Storylines of Summer Arctic climate change constrained by Barents-Kara Sea and Arctic tropospheric warming for climate risks assessment
Abstract. While climate models broadly agree on the changes expected to occur over the Arctic with global warming on a pan-Arctic scale (i.e., polar amplification, sea-ice loss, increased precipitation), the magnitude and patterns of those changes at regional and local scales remain uncertain. This limits the usability of climate model projections for risk assessments and their impact on human activities or ecosystems (e.g., fires, permafrost thawing). Whereas any single or ensemble-mean projection may be of limited use to stakeholders, recent studies have shown the value of the storyline approach in providing a comprehensive and tractable set of climate projections that can be used to evaluate changes in environmental or societal risks associated with global warming.

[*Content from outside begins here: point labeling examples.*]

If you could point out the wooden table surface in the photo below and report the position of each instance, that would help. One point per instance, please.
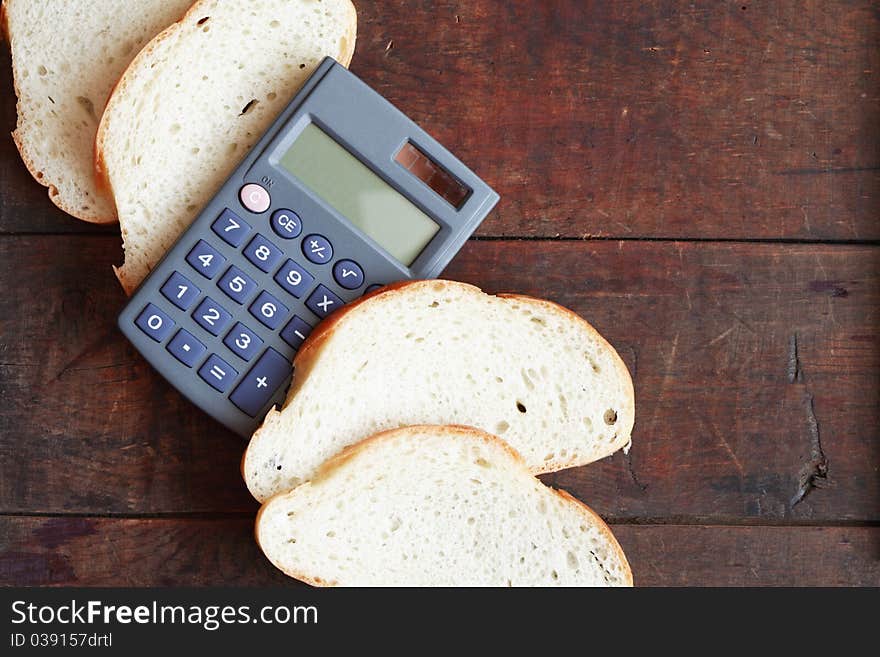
(700, 181)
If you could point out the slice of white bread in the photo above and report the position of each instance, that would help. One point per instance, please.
(440, 352)
(193, 103)
(436, 506)
(66, 57)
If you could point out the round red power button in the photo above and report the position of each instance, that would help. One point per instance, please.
(255, 198)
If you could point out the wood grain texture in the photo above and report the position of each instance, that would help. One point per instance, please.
(202, 552)
(635, 118)
(755, 367)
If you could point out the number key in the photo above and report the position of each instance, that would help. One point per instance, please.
(262, 253)
(212, 317)
(155, 323)
(243, 342)
(205, 259)
(269, 310)
(237, 285)
(180, 291)
(294, 279)
(231, 228)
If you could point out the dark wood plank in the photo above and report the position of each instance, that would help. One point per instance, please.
(632, 118)
(72, 551)
(756, 369)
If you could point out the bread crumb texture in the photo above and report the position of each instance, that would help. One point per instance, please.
(66, 57)
(196, 100)
(439, 352)
(437, 506)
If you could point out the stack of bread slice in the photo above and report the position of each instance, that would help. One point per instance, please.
(417, 418)
(467, 397)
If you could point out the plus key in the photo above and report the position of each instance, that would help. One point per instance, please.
(261, 383)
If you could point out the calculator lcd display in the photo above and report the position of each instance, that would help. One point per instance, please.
(361, 196)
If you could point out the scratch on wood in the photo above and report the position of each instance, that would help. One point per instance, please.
(78, 357)
(795, 371)
(720, 437)
(719, 338)
(632, 472)
(813, 474)
(823, 171)
(664, 384)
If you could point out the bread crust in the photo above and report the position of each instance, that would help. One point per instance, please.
(102, 176)
(455, 431)
(312, 348)
(32, 168)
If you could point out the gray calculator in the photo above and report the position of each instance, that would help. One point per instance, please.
(341, 195)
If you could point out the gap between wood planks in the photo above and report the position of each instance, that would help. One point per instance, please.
(672, 520)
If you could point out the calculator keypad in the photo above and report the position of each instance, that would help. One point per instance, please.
(261, 382)
(246, 347)
(212, 317)
(217, 373)
(243, 342)
(286, 224)
(255, 198)
(269, 310)
(348, 274)
(263, 254)
(296, 332)
(294, 279)
(317, 249)
(155, 323)
(185, 348)
(180, 291)
(237, 285)
(322, 302)
(205, 259)
(231, 228)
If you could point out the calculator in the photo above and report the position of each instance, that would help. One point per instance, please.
(342, 195)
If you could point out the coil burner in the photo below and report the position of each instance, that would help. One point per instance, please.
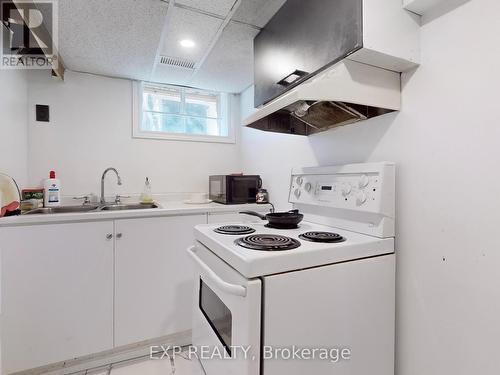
(268, 242)
(327, 237)
(234, 229)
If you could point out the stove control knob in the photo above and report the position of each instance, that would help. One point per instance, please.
(346, 190)
(360, 198)
(364, 181)
(297, 193)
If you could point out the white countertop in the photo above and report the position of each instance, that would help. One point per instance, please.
(167, 208)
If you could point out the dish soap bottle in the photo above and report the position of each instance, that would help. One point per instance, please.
(147, 195)
(52, 191)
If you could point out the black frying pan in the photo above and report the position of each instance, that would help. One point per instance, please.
(279, 220)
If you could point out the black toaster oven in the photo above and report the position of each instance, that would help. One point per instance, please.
(234, 189)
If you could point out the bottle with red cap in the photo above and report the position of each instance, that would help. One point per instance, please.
(52, 191)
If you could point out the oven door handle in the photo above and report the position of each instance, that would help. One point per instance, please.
(222, 285)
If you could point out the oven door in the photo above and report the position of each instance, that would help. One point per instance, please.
(226, 316)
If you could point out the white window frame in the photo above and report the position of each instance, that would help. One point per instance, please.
(137, 132)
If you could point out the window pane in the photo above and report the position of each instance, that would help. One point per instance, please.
(205, 126)
(180, 110)
(159, 122)
(166, 100)
(202, 104)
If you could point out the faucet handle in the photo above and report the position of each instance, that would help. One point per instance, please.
(118, 198)
(86, 198)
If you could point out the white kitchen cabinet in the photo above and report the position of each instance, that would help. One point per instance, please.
(153, 277)
(57, 292)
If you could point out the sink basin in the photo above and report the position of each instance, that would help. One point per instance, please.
(133, 206)
(62, 210)
(90, 208)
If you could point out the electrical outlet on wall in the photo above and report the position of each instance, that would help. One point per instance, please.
(42, 113)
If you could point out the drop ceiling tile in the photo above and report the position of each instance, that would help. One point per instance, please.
(112, 37)
(257, 12)
(220, 7)
(186, 24)
(229, 67)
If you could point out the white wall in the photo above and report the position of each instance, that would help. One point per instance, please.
(13, 124)
(446, 142)
(90, 130)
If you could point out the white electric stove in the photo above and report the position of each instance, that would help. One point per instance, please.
(262, 292)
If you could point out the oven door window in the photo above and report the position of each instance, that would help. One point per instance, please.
(217, 314)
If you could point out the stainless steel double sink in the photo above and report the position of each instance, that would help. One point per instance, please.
(91, 208)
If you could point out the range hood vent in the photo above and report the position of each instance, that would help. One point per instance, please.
(345, 93)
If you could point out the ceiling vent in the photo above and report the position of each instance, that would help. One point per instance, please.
(177, 62)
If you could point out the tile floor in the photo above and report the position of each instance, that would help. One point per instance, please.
(180, 365)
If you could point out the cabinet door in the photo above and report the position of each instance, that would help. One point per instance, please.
(154, 277)
(57, 293)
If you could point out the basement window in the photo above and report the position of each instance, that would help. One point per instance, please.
(181, 113)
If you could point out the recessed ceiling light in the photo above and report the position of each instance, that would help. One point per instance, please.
(187, 43)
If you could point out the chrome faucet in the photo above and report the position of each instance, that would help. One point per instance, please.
(103, 199)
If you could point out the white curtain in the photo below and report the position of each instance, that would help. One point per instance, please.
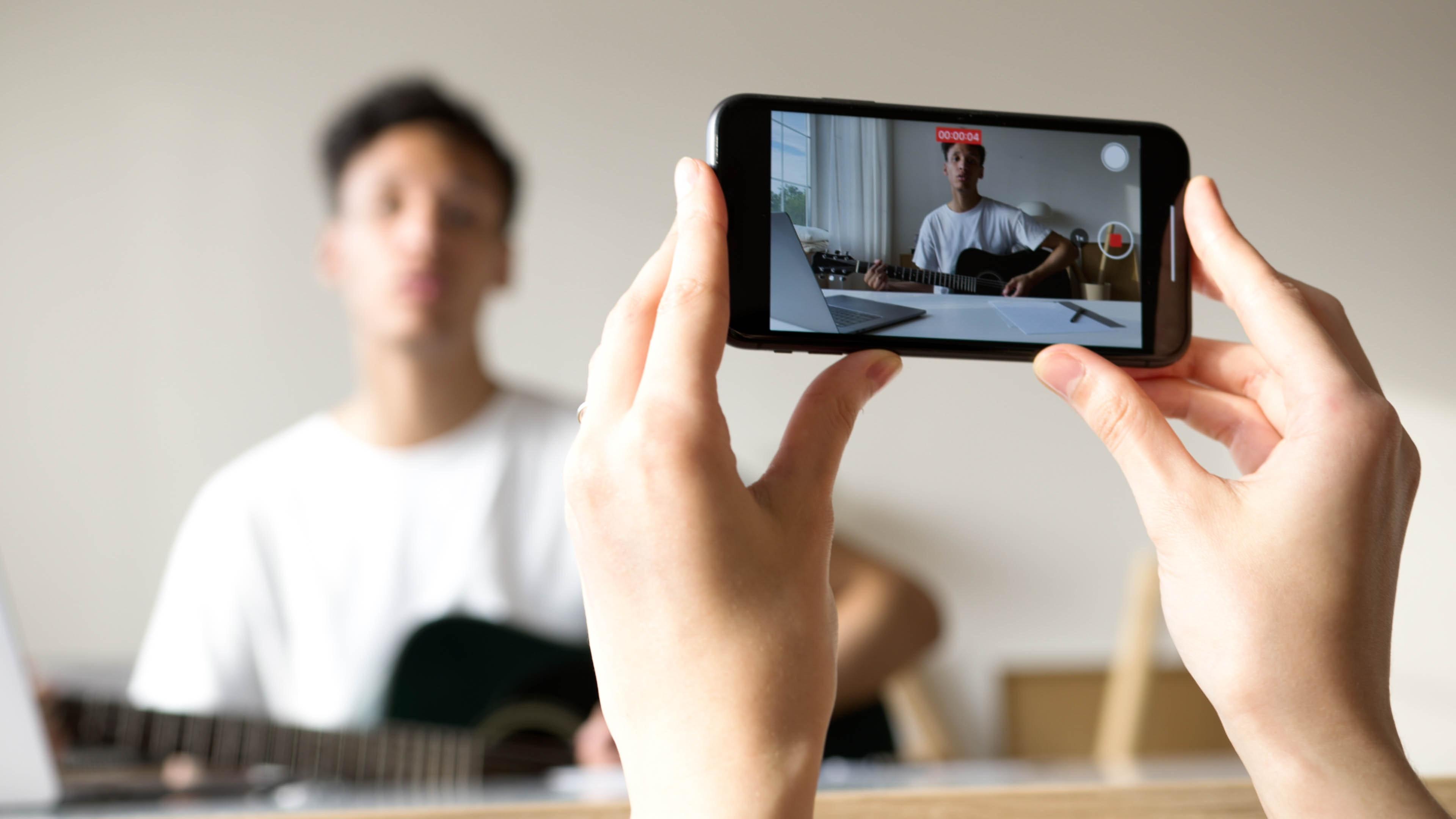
(851, 187)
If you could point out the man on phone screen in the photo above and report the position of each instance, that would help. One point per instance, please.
(972, 221)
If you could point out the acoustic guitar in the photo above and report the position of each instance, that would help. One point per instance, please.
(976, 271)
(468, 700)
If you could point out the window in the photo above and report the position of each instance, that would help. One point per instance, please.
(790, 165)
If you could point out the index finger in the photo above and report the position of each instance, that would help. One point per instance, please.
(692, 318)
(1274, 314)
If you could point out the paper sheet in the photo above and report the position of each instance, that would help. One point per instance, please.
(1040, 318)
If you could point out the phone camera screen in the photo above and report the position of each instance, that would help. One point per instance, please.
(937, 231)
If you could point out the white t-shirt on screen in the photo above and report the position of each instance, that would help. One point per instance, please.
(991, 226)
(305, 565)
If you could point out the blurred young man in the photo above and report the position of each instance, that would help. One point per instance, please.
(305, 566)
(972, 221)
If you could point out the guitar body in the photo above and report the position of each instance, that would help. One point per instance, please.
(513, 689)
(468, 700)
(976, 273)
(1001, 269)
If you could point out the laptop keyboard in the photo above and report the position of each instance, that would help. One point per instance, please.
(844, 317)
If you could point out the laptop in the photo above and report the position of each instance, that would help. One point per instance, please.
(28, 774)
(30, 777)
(795, 297)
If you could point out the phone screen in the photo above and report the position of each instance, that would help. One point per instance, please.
(943, 231)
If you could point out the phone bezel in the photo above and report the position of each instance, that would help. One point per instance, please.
(739, 151)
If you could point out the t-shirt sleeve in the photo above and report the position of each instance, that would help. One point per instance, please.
(928, 254)
(197, 656)
(1027, 231)
(927, 250)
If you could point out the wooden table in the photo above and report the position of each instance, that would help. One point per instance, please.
(1180, 789)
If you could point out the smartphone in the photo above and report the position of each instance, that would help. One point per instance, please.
(950, 232)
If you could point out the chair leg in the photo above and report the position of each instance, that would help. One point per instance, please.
(1129, 678)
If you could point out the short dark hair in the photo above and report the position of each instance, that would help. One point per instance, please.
(411, 100)
(981, 151)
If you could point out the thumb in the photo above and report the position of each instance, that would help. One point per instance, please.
(1147, 449)
(804, 468)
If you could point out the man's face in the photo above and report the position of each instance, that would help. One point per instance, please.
(417, 241)
(963, 168)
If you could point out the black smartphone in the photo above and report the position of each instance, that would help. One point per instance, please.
(947, 232)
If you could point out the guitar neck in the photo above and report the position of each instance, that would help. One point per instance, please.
(411, 754)
(950, 280)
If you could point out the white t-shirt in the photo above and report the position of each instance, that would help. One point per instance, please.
(306, 563)
(991, 226)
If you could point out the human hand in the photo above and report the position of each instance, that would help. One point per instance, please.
(1020, 286)
(593, 742)
(708, 602)
(877, 276)
(1279, 586)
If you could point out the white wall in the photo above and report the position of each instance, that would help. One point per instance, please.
(1059, 168)
(159, 205)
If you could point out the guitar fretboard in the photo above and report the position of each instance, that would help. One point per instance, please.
(400, 753)
(950, 280)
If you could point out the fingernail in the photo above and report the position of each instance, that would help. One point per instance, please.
(1059, 372)
(686, 177)
(884, 371)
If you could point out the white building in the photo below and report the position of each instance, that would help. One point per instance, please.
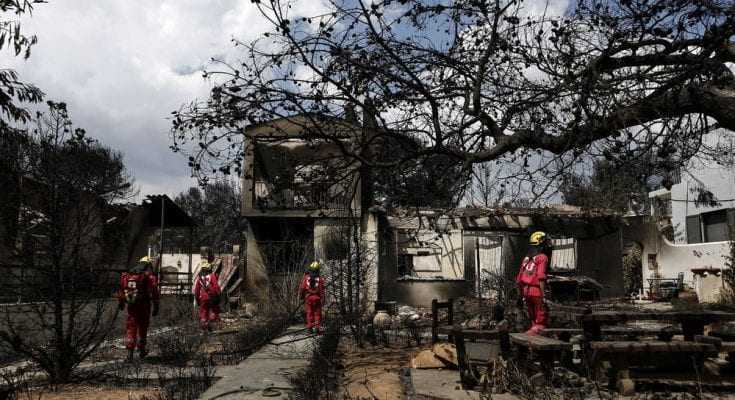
(701, 228)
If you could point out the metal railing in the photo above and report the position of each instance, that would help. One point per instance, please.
(305, 196)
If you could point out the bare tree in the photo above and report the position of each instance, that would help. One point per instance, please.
(480, 81)
(13, 39)
(65, 239)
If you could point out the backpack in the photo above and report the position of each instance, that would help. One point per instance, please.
(214, 298)
(135, 289)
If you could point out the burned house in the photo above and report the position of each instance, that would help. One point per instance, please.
(298, 194)
(476, 252)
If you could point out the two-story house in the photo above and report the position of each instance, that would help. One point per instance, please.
(299, 192)
(695, 216)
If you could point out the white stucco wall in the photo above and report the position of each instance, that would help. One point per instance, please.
(671, 258)
(709, 288)
(434, 255)
(717, 178)
(170, 260)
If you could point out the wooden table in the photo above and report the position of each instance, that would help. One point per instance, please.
(692, 322)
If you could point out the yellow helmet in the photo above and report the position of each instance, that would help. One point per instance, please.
(537, 238)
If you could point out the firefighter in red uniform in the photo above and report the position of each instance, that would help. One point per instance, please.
(139, 291)
(531, 281)
(207, 294)
(312, 292)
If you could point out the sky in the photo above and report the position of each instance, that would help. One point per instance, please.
(123, 66)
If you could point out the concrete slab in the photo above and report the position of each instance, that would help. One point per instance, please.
(445, 384)
(269, 369)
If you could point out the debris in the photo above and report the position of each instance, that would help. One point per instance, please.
(426, 360)
(408, 313)
(474, 323)
(447, 353)
(382, 320)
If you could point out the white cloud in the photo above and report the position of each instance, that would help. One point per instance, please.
(123, 66)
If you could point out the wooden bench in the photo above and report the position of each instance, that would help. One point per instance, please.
(622, 354)
(469, 353)
(630, 332)
(545, 349)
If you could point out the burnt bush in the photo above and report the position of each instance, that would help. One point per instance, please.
(319, 378)
(178, 346)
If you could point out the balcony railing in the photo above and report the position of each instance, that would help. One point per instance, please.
(305, 196)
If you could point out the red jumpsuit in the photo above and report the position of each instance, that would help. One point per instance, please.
(312, 295)
(139, 291)
(205, 288)
(532, 272)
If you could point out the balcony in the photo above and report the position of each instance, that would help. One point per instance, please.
(324, 196)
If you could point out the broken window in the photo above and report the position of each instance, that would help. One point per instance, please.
(713, 226)
(694, 229)
(564, 254)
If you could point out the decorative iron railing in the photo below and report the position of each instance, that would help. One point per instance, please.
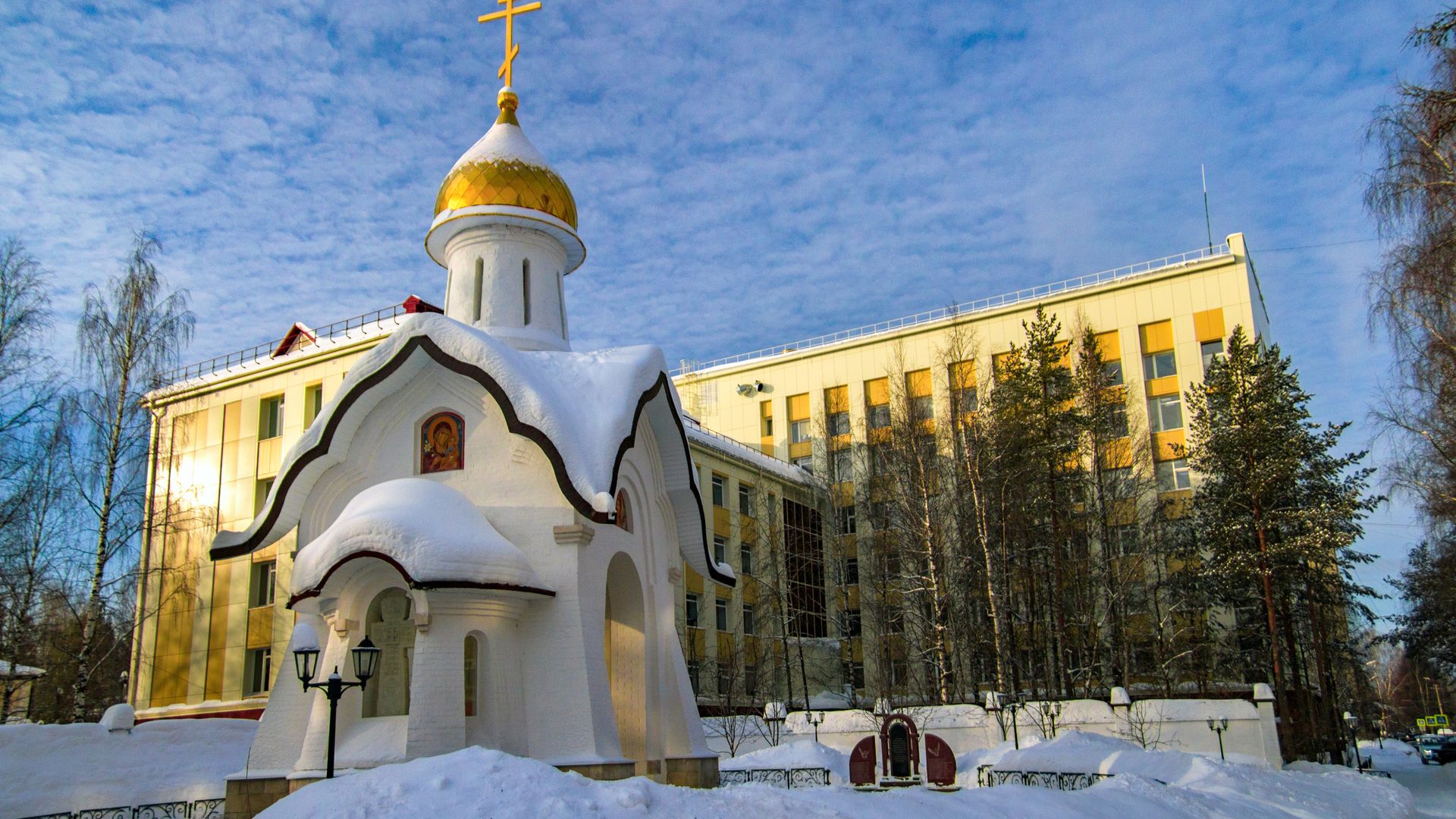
(965, 308)
(347, 328)
(987, 777)
(197, 809)
(777, 777)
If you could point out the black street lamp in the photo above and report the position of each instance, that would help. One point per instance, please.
(306, 664)
(1219, 726)
(1354, 736)
(816, 719)
(774, 716)
(1053, 713)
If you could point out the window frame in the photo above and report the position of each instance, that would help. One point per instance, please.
(1156, 409)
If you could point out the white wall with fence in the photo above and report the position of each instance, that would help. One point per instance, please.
(1247, 726)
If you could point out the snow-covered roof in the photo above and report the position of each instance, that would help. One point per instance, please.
(580, 409)
(18, 670)
(746, 453)
(452, 544)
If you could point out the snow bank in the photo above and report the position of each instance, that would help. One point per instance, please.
(487, 783)
(453, 542)
(792, 755)
(1394, 757)
(58, 768)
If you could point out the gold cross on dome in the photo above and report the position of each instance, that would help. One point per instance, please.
(509, 15)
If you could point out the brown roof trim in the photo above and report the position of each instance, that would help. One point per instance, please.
(513, 423)
(414, 583)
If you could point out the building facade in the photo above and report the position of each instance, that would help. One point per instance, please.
(212, 634)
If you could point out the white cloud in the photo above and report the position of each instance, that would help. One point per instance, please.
(832, 165)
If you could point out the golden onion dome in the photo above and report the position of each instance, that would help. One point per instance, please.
(506, 169)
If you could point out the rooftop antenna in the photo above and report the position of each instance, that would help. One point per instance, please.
(1207, 221)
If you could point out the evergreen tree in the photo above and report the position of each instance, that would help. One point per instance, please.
(1277, 512)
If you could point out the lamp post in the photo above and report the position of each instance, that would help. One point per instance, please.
(1014, 704)
(774, 716)
(306, 664)
(1219, 726)
(816, 719)
(1354, 738)
(1053, 713)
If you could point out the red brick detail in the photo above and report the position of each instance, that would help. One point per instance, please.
(940, 761)
(862, 763)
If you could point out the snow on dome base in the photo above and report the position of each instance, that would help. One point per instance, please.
(453, 542)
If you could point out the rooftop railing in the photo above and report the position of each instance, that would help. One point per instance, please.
(965, 308)
(341, 330)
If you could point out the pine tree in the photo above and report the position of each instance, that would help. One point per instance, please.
(1277, 510)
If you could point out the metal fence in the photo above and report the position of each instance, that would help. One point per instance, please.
(197, 809)
(986, 777)
(777, 777)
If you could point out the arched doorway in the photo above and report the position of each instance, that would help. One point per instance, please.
(625, 651)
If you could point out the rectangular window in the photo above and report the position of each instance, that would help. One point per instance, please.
(880, 460)
(261, 490)
(1159, 365)
(1174, 475)
(312, 403)
(1119, 483)
(1117, 420)
(878, 417)
(965, 401)
(261, 585)
(922, 409)
(270, 417)
(1210, 352)
(258, 670)
(1123, 539)
(1165, 413)
(800, 431)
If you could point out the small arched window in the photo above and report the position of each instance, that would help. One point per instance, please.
(526, 292)
(479, 287)
(472, 672)
(623, 510)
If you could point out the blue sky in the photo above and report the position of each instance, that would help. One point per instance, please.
(821, 165)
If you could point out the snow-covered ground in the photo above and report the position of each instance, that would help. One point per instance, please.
(57, 768)
(1432, 786)
(488, 783)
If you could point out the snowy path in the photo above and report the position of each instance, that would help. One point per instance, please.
(1433, 787)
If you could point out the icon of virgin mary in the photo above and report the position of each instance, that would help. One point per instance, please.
(440, 447)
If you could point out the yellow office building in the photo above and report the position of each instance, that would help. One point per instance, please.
(212, 635)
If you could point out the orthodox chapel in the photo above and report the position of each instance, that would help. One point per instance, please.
(498, 513)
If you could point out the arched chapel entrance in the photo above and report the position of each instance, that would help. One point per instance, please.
(625, 651)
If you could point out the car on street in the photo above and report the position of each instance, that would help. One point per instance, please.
(1436, 749)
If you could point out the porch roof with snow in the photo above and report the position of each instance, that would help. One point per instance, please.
(580, 409)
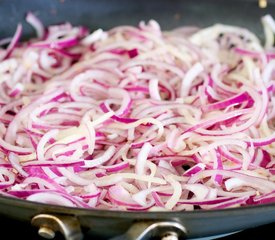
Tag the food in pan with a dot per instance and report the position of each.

Here, we apply the storyline approach to a large ensemble of CMIP6 models, with the aim of distilling the wide spread in model predictions into four physically plausible outcomes of Arctic summertime climate change. This is made possible by leveraging strong covariability in the climate system, associated with well-known but poorly constrained teleconnections and local processes: specifically, we find that differences in Barents-Kara Sea warming and lower tropospheric warming over polar land regions among CMIP6 models explain most of the inter-model variability in pan-Arctic surface summer climate response to global warming. Based on this novel finding, we compare regional disparities in climate change across the four storylines. Our storyline analysis highlights the fact that, for a given amount of global warming, certain climate risks can be intensified while others may be lessened, relative to a “middle-of-the-road” ensemble mean projection. We find this to be particularly relevant when comparing climate change over terrestrial and marine areas of the Arctic, which can show substantial differences in their sensitivity to global warming. We conclude by discussing potential implications of our findings for modelling climate change impacts on ecosystems and human activities.